Sebbene alcuni neghino che si possa dominare del tutto un soggetto e costringerlo ad agire contro i suoi stessi princìpi, è indubbio che le tecniche per condizionare per lo meno la percezione ed interpretazione della realtà sono oggi, grazie anche al contributo della programmazione neurolinguistica, molto avanzate. E’ noto che la pubblicità, ricorrendo a stratagemmi retorici e ad artifici sensoriali, riesce a pilotare la condotta di molti consumatori.
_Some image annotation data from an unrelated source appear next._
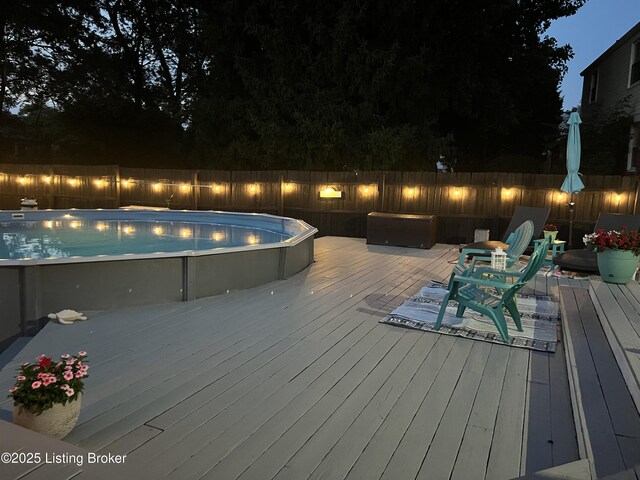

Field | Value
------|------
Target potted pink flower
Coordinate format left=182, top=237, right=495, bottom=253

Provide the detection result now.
left=9, top=352, right=89, bottom=438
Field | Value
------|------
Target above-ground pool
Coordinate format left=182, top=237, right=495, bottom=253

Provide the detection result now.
left=0, top=209, right=317, bottom=351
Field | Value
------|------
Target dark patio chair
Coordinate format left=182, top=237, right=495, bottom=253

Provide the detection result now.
left=553, top=212, right=640, bottom=274
left=460, top=205, right=549, bottom=256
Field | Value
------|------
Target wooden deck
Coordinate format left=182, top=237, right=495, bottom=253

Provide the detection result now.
left=0, top=237, right=588, bottom=480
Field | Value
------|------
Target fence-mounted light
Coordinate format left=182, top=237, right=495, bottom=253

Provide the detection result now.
left=319, top=187, right=344, bottom=198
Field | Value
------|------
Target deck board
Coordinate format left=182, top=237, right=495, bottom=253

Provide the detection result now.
left=561, top=287, right=640, bottom=477
left=0, top=237, right=580, bottom=480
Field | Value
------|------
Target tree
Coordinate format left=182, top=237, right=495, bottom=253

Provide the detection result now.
left=0, top=0, right=584, bottom=170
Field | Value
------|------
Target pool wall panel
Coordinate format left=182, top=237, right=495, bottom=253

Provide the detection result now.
left=282, top=238, right=313, bottom=278
left=37, top=258, right=183, bottom=315
left=195, top=249, right=279, bottom=298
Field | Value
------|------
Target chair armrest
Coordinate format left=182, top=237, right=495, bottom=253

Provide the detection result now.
left=474, top=266, right=522, bottom=278
left=451, top=276, right=511, bottom=290
left=458, top=248, right=491, bottom=265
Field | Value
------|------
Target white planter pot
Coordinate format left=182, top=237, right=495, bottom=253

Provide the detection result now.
left=13, top=396, right=82, bottom=438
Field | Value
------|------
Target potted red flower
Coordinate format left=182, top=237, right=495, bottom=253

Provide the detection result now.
left=584, top=227, right=640, bottom=283
left=9, top=352, right=89, bottom=438
left=542, top=223, right=558, bottom=242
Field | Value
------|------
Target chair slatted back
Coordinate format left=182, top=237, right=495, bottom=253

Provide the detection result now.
left=502, top=238, right=549, bottom=303
left=506, top=220, right=534, bottom=264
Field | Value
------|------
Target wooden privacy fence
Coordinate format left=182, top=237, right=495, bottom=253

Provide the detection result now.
left=0, top=164, right=638, bottom=244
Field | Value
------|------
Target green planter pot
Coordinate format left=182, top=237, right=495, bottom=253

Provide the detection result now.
left=598, top=250, right=640, bottom=283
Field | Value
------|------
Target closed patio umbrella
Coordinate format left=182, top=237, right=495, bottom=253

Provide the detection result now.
left=560, top=111, right=584, bottom=248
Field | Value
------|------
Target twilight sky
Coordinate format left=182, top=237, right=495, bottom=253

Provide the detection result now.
left=545, top=0, right=640, bottom=109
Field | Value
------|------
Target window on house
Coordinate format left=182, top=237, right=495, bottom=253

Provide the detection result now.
left=589, top=70, right=599, bottom=103
left=629, top=40, right=640, bottom=86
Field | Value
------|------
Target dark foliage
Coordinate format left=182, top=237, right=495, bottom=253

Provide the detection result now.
left=0, top=0, right=584, bottom=170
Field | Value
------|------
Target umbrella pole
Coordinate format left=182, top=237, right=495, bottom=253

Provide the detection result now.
left=568, top=193, right=576, bottom=250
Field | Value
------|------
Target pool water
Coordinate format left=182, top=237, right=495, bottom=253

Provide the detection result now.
left=0, top=218, right=291, bottom=260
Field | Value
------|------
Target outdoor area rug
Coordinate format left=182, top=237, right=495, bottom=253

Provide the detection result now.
left=380, top=281, right=560, bottom=352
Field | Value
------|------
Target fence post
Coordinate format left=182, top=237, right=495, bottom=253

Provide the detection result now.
left=191, top=170, right=200, bottom=210
left=114, top=165, right=121, bottom=208
left=278, top=175, right=284, bottom=217
left=47, top=165, right=56, bottom=208
left=377, top=173, right=386, bottom=212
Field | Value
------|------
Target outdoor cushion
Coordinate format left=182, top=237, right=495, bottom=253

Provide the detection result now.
left=460, top=240, right=509, bottom=253
left=459, top=205, right=549, bottom=252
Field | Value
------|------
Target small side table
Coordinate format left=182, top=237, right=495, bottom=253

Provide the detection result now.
left=533, top=238, right=567, bottom=265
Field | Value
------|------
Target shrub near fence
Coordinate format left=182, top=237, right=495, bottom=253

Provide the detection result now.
left=0, top=164, right=638, bottom=245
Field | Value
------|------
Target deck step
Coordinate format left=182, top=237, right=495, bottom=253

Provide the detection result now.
left=513, top=460, right=592, bottom=480
left=559, top=286, right=640, bottom=478
left=0, top=337, right=33, bottom=370
left=589, top=279, right=640, bottom=412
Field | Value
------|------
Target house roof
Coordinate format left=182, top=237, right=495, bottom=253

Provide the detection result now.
left=580, top=22, right=640, bottom=77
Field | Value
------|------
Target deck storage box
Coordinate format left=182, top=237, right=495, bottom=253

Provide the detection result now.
left=367, top=212, right=438, bottom=249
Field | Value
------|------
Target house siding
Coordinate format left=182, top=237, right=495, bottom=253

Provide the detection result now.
left=581, top=23, right=640, bottom=171
left=582, top=31, right=640, bottom=122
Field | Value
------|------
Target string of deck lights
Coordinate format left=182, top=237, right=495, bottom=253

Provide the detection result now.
left=0, top=172, right=626, bottom=203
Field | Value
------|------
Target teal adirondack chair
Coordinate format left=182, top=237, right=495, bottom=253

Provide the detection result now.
left=458, top=220, right=534, bottom=272
left=434, top=238, right=549, bottom=343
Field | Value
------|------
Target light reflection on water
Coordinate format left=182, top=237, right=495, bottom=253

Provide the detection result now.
left=0, top=218, right=289, bottom=260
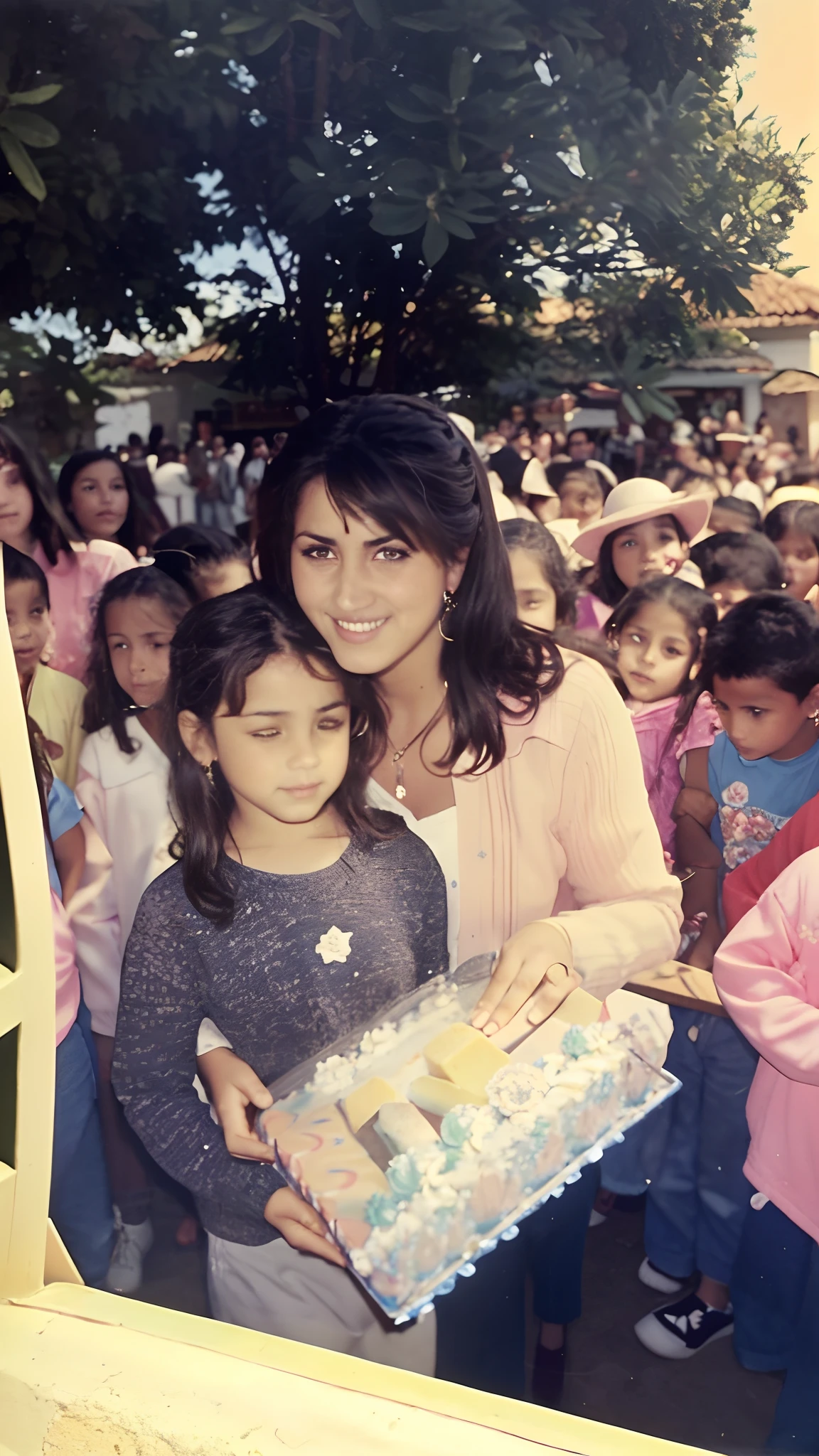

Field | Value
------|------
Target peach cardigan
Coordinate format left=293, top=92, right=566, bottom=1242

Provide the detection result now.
left=453, top=653, right=682, bottom=997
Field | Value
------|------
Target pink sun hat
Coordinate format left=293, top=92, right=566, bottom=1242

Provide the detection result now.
left=573, top=475, right=711, bottom=560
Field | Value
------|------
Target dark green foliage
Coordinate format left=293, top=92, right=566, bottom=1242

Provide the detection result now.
left=0, top=0, right=803, bottom=403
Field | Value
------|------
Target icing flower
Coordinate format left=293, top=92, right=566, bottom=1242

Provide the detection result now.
left=487, top=1061, right=550, bottom=1117
left=560, top=1027, right=589, bottom=1057
left=316, top=924, right=353, bottom=965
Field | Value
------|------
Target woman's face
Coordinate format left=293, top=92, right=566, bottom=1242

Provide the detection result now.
left=71, top=460, right=128, bottom=542
left=290, top=476, right=466, bottom=674
left=508, top=547, right=557, bottom=632
left=776, top=530, right=819, bottom=601
left=0, top=459, right=33, bottom=555
left=612, top=515, right=688, bottom=591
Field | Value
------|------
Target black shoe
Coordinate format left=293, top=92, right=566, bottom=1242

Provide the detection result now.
left=634, top=1295, right=733, bottom=1360
left=532, top=1341, right=565, bottom=1406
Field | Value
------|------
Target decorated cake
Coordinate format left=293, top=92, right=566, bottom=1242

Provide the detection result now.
left=258, top=981, right=676, bottom=1319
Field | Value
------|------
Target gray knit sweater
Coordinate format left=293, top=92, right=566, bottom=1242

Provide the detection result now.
left=114, top=831, right=447, bottom=1243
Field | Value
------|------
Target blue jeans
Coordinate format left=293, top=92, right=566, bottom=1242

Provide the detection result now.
left=732, top=1203, right=819, bottom=1379
left=765, top=1243, right=819, bottom=1456
left=436, top=1163, right=592, bottom=1401
left=646, top=1006, right=758, bottom=1284
left=48, top=1022, right=114, bottom=1287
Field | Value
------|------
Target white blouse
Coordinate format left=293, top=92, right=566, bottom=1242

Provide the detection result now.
left=368, top=779, right=461, bottom=971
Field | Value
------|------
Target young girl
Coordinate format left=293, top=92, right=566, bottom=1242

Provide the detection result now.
left=764, top=501, right=819, bottom=603
left=3, top=543, right=86, bottom=789
left=0, top=425, right=136, bottom=681
left=606, top=577, right=720, bottom=859
left=573, top=478, right=711, bottom=632
left=70, top=567, right=188, bottom=1293
left=57, top=450, right=168, bottom=556
left=153, top=525, right=254, bottom=601
left=714, top=849, right=819, bottom=1453
left=114, top=587, right=447, bottom=1373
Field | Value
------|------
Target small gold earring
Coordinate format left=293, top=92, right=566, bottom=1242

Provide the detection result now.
left=439, top=591, right=458, bottom=642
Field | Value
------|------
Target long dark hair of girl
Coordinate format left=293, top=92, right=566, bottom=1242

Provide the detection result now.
left=83, top=567, right=191, bottom=753
left=604, top=577, right=717, bottom=747
left=0, top=425, right=79, bottom=567
left=57, top=450, right=168, bottom=556
left=166, top=582, right=393, bottom=924
left=586, top=515, right=688, bottom=607
left=257, top=395, right=564, bottom=769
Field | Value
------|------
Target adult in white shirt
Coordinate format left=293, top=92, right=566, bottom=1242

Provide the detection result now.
left=153, top=439, right=197, bottom=527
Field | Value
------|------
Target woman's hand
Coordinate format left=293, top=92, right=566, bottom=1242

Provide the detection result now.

Le tecnologie attuali mettono a disposizione dei persuasori occulti una vasta gamma di strumenti per manipolare l’inconscio, scavalcando il sistema di difesa, talora fragile, costituito dalla coscienza. L’inconscio è, per così dire, espugnato, eludendo la “recinzione” dell’Io. In questo modo si spiega per quale ragione individui, che nulla sanno di aviazione, di motori, di fisica dell’atmosfera, possono identificare nelle scie tossiche delle innocue scie di condensazione o dei non meglio definiti gas di scarico. E’ come se nella loro sfera inconscia fossero state introdotte l’idea e la dicitura “scia di condensazione”, attraverso un martellamento sia palese sia subliminale, a base di spot, loghi, fotogrammi istantanei, articoli di disinformazione, manifesti, libri di testo, corsi, wallpapers. I fruitori di ogni generazione vengono abituati a riconoscere una realtà abnorme di cieli sfregiati come perfettamente normali: si impongono dei modelli percettivi che sostituiscono la memoria storica. Come imbambolate, certe persone sembrano snocciolare delle frasi fatte sulle chemtrails, scambiate per “fumo degli aerei”. Anche le direzioni improbabili e le quote basse diventano normali rotte civili ad altitudini elevate nel loro campionario falso ed inverosimile. La ripetizione della menzogna è strategia efficace e ad essa si associano metodi più subdoli e surrettizi, per lo più tecnologici. Ci riferiamo ai microimpianti che vengono inseriti in detenuti, pazienti, ospiti di strutture psichiatriche…: sono dispositivi che alterano gli stati biofisici e che possono persino interferire con l’attività onirica, in generale sui processi subconsci ed inconsci.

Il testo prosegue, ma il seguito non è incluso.